La sensazione di immersione nell’attimo in cui le cose avvengono è totale: artisti a vario titolo, discografici, dj radiofonici, giornalisti, politici, combattenti delle Black Panthers e dei Weathermen raccontano le vicende dall’interno, in diretta, con un senso di immediatezza i cui risultati contrastano non poco con le analisi e i giudizi tranciati col senno di poi.

Accanto a filmati ben noti o reperibili su YouTube (il making di Imagine nella casa di campagna di John Lennon e Yoko Ono, il concerto organizzato da George Harrison per il Bangladesh, l’esilio dei Rolling Stones in Costa Azzurra durante l’ideazione di Exile On Main Street, le apparizioni televisive degli artisti al Dick Cavett Show, l’arresto di Charles Manson e delle invasate della sua Famiglia, l’incontro di boxe tra Joe Frazier e Muhammad Ali, e numerosi altri), il cui pregio sta nell’averli sapientemente intrecciati con un ritmo travolgente, suggerendo nuovi percorsi intertestuali, si possono gustare materiali inediti, come, tra gli altri, gli scatti che raccontano il primo tour promozionale negli Stati Uniti d’un David Bowie meravigliosamente androgino e non ancora artista di successo planetario, ai tempi di The Man Who Sold the World, uno strafatto Sly Stone in There’s a Riot Goin’ On, gli spettacoli orrorifici di Alice Cooper.

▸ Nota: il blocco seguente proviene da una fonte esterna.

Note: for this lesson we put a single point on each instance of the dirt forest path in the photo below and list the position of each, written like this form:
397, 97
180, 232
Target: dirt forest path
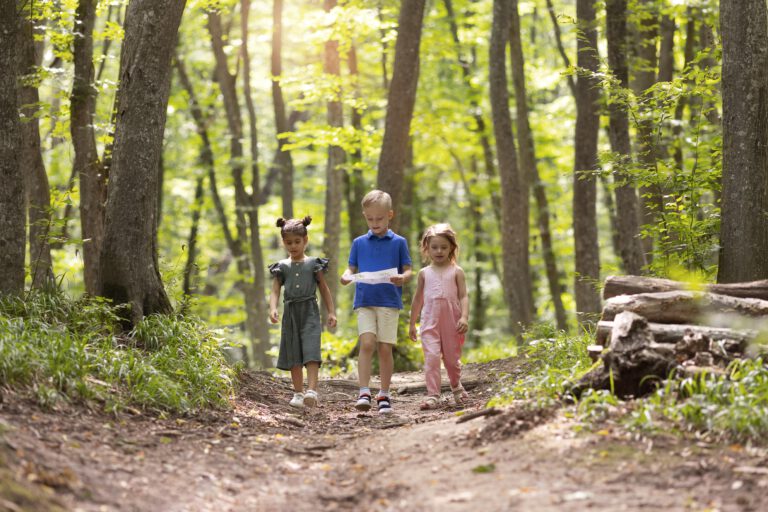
264, 456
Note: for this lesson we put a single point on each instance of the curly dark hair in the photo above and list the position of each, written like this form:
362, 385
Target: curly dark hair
293, 226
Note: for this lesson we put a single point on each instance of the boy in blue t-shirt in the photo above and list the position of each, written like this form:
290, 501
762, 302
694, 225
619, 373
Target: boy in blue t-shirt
377, 305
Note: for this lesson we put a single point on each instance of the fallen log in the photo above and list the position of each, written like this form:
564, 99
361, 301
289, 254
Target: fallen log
682, 307
672, 333
631, 285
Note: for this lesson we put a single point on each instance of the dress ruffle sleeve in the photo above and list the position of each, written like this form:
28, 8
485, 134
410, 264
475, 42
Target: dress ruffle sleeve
321, 264
277, 272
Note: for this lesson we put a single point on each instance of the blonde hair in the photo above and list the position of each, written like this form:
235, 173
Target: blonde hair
378, 198
446, 231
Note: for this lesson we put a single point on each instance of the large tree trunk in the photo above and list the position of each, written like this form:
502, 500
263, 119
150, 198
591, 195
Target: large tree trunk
283, 157
529, 168
334, 171
630, 285
744, 225
627, 206
514, 225
93, 188
35, 178
129, 271
587, 251
12, 235
400, 102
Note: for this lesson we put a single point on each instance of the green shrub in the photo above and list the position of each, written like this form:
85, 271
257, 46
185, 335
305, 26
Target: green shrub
60, 348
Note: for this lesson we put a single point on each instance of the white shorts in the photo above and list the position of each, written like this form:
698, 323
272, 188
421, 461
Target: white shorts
380, 321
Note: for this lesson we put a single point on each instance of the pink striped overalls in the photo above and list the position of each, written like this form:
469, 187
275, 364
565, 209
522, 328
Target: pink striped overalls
439, 316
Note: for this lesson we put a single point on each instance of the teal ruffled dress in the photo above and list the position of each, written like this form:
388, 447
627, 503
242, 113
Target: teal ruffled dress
302, 326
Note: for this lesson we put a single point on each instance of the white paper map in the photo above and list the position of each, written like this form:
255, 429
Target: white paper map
378, 277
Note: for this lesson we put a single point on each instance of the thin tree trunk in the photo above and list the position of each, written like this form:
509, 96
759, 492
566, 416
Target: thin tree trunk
514, 226
283, 158
129, 272
38, 195
529, 169
627, 206
400, 102
354, 182
93, 185
12, 215
259, 282
334, 170
587, 252
744, 225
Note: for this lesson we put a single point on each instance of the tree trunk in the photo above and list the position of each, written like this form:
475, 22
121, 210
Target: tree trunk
93, 184
629, 285
129, 271
12, 215
651, 202
35, 178
334, 170
587, 251
682, 307
529, 168
627, 206
283, 157
353, 179
514, 226
744, 226
245, 205
400, 102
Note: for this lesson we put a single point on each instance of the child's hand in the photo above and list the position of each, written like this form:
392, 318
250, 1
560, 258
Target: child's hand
397, 280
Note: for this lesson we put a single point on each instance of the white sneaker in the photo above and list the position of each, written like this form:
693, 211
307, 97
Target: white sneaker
310, 398
297, 401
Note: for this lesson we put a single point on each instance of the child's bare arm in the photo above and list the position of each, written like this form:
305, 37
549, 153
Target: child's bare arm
345, 280
325, 293
273, 297
416, 305
461, 286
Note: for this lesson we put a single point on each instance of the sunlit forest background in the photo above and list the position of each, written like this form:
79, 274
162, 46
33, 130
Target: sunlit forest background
672, 101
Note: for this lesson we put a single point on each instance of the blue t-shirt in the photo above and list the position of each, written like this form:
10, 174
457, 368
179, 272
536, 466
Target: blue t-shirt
370, 253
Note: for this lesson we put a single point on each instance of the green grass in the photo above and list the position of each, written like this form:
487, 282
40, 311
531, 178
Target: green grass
60, 349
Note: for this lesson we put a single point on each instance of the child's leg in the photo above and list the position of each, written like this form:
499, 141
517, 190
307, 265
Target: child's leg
297, 377
313, 368
365, 360
431, 348
386, 365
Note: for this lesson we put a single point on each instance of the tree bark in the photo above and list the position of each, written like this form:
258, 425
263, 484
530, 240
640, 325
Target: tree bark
12, 215
129, 272
283, 158
629, 285
93, 184
334, 170
514, 226
682, 307
529, 168
38, 195
744, 225
627, 206
587, 251
400, 102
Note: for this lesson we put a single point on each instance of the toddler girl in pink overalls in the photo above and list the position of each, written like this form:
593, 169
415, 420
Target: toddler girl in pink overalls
442, 303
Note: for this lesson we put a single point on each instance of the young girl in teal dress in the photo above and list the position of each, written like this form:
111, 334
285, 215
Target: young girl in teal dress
301, 275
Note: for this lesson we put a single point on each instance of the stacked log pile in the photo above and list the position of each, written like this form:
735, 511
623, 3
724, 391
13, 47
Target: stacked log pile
651, 327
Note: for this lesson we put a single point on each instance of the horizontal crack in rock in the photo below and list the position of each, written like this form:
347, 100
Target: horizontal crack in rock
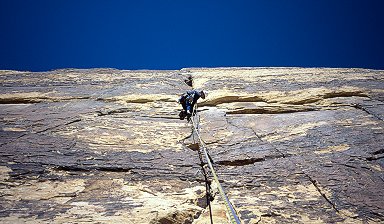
240, 162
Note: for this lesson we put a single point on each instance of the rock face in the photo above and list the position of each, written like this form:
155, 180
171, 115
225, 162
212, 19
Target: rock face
290, 145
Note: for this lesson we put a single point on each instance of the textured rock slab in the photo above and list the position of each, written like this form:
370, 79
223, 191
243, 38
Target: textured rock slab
290, 145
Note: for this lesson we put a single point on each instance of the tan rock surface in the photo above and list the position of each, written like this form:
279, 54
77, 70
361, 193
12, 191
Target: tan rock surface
290, 145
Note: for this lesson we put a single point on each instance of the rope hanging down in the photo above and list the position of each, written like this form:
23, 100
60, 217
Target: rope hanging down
230, 210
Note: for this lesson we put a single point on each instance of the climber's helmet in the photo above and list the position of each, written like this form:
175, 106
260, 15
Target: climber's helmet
203, 94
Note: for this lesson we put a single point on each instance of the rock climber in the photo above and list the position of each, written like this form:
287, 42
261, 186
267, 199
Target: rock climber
188, 101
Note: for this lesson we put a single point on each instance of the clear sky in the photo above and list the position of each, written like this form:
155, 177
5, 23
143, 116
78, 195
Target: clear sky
39, 35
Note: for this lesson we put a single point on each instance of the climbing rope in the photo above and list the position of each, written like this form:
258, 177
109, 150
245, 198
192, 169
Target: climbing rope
230, 210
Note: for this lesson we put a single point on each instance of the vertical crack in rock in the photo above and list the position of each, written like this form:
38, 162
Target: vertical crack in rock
314, 182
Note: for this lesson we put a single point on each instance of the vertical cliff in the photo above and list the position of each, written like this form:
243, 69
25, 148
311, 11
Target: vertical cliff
290, 145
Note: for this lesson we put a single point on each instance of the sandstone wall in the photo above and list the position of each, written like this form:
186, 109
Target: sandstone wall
290, 145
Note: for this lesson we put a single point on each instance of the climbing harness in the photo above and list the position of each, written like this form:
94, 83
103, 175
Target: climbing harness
230, 210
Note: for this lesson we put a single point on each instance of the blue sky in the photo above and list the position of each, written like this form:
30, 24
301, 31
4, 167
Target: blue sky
41, 35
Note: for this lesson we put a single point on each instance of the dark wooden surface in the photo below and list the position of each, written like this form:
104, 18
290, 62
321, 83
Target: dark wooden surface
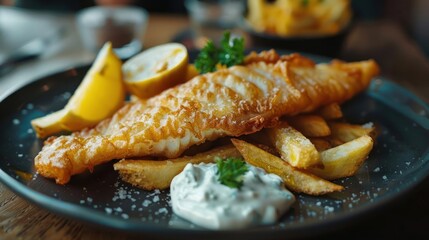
401, 60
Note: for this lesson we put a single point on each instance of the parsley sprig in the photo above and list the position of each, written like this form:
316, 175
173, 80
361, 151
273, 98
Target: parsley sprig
231, 171
230, 53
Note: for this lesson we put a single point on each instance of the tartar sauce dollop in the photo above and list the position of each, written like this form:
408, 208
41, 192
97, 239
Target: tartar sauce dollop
199, 197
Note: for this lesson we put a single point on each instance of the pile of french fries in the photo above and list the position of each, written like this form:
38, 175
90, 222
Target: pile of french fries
307, 151
298, 17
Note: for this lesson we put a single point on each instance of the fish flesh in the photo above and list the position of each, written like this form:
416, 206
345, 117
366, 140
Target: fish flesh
229, 102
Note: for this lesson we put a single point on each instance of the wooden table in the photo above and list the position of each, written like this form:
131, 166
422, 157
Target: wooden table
400, 60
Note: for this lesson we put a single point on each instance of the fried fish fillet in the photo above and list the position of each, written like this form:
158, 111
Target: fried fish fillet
229, 102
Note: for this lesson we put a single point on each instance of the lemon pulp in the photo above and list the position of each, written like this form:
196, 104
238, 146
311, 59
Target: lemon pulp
156, 69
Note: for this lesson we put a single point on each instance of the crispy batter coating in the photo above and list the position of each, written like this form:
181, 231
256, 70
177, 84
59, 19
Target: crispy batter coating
229, 102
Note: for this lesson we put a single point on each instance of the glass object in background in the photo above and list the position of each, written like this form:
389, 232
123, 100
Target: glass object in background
124, 27
210, 18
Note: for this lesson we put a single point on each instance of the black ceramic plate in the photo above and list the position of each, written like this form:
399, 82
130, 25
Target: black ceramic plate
399, 160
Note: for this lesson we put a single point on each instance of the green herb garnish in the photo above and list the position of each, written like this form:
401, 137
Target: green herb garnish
229, 53
207, 58
305, 3
231, 171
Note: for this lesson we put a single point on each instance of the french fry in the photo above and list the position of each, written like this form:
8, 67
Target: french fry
345, 159
310, 125
294, 179
331, 111
321, 144
152, 174
345, 132
294, 147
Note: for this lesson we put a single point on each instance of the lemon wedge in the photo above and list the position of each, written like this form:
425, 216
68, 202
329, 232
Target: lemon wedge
98, 96
156, 69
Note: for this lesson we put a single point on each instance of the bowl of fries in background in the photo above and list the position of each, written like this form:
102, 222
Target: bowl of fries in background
313, 26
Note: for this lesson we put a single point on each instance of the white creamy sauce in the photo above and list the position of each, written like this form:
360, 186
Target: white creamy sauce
199, 197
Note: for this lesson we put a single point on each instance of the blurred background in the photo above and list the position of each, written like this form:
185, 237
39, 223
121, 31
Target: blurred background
410, 15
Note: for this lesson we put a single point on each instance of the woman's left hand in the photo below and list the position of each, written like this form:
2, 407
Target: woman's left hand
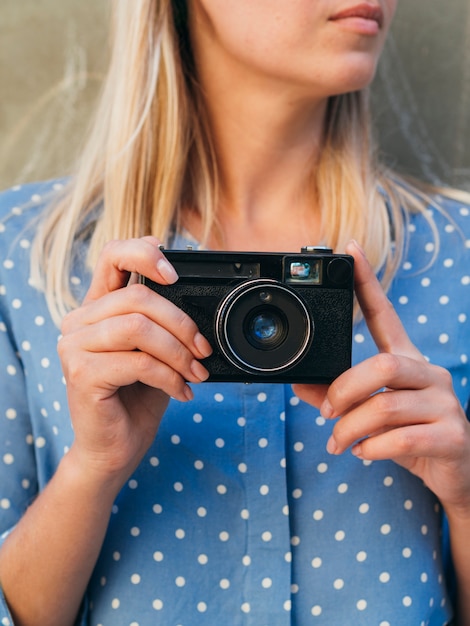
395, 405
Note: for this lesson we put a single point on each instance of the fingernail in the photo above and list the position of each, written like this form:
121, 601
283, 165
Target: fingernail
167, 271
357, 450
199, 371
331, 446
326, 410
202, 345
188, 392
358, 247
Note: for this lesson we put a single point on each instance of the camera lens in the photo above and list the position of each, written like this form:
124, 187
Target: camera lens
265, 329
263, 338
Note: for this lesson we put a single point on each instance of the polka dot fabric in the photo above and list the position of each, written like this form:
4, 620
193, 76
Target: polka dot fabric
237, 514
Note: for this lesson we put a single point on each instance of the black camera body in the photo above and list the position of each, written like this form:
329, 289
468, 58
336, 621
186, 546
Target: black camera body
269, 317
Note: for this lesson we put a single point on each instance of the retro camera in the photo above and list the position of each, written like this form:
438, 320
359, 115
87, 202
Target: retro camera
269, 317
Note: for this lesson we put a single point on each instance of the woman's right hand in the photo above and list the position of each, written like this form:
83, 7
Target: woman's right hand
124, 352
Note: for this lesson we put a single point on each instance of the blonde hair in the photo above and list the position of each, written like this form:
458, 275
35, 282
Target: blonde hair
149, 154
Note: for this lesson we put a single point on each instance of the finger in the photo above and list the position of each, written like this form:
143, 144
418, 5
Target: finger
119, 259
119, 370
366, 378
312, 394
127, 333
139, 299
381, 413
381, 318
405, 445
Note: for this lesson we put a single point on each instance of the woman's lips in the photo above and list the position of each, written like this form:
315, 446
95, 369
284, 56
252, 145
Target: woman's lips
361, 12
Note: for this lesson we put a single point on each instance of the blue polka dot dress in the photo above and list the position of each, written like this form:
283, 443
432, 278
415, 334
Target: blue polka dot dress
237, 514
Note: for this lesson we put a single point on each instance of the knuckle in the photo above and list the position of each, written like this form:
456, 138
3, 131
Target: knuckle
135, 325
388, 364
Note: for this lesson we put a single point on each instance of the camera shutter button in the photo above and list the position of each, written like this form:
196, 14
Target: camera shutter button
339, 271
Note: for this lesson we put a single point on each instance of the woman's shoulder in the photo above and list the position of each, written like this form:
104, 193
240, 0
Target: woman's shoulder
21, 204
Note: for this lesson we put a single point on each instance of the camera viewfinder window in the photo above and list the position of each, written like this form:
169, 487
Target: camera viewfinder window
302, 271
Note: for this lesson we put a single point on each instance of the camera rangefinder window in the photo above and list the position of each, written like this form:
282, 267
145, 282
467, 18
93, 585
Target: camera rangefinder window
301, 271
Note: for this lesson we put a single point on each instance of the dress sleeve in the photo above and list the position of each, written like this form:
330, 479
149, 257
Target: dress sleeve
18, 473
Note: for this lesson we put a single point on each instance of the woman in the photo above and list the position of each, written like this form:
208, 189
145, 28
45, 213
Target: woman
233, 126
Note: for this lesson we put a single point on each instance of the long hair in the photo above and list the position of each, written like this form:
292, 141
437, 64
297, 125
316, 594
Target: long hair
149, 153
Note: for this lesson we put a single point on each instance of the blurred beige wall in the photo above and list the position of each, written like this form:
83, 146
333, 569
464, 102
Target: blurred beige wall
53, 53
52, 59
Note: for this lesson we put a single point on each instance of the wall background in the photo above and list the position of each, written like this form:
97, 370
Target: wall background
53, 55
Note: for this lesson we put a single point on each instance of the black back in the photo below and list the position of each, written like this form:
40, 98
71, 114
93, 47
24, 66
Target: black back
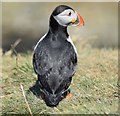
54, 61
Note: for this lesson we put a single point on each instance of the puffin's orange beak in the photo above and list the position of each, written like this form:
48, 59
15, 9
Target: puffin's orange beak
81, 21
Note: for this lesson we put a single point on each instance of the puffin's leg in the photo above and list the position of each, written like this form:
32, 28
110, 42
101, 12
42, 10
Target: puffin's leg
67, 93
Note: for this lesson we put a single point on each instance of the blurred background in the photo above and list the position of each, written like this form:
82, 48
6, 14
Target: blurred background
29, 21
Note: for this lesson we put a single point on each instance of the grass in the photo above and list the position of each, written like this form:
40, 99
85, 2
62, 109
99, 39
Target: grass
94, 85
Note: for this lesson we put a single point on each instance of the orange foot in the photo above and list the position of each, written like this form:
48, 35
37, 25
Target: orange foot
69, 95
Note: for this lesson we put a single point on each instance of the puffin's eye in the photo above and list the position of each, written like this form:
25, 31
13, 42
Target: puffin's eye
69, 14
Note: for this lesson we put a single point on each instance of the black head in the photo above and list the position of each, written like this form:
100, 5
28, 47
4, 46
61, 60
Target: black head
60, 9
64, 15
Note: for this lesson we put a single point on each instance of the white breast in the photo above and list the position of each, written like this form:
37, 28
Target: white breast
39, 41
70, 40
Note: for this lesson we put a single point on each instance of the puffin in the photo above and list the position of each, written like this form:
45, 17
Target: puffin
55, 56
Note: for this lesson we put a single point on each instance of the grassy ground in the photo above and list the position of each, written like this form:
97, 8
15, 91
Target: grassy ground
94, 86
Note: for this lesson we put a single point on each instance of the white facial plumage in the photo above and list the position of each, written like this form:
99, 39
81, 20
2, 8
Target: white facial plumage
64, 18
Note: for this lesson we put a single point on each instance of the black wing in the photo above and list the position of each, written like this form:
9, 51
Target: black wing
54, 66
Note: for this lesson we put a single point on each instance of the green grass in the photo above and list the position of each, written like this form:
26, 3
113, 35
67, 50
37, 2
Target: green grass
94, 85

Molti gli artisti che ricorrono nei vari episodi (Curtis Mayfield, Aretha Franklin, Marvin Gaye, Elton John, gli Who, la cui Won’t Get Fooled Again, “non ci faremo fregare di nuovo”, fanno da sottofondo alle immagini delle criminose manovre dell’FBI scoperchiate dal furto di documenti segreti nella sua sede di Philadelphia), e nell’ultimo episodio, con un serrato montaggio di immagini, si delinea una sequenza che porta all’oggi: da Bowie, a Bob Marley, al punk, a Michael Jackson, a Billie Eilish e ai rapper odierni.

Insomma, qui si parla di un momento storico in cui, nelle parole del produttore Jimmy Iovine, all’epoca commesso in un negozio di dischi, la musica “non era solo un riflesso dei tempi ma era lei stessa a crearli”. Noi, oggi, possiamo solo accontentarci di contemplare le vestigia di quel passato, come i ruderi di una mirabile civiltà scomparsa.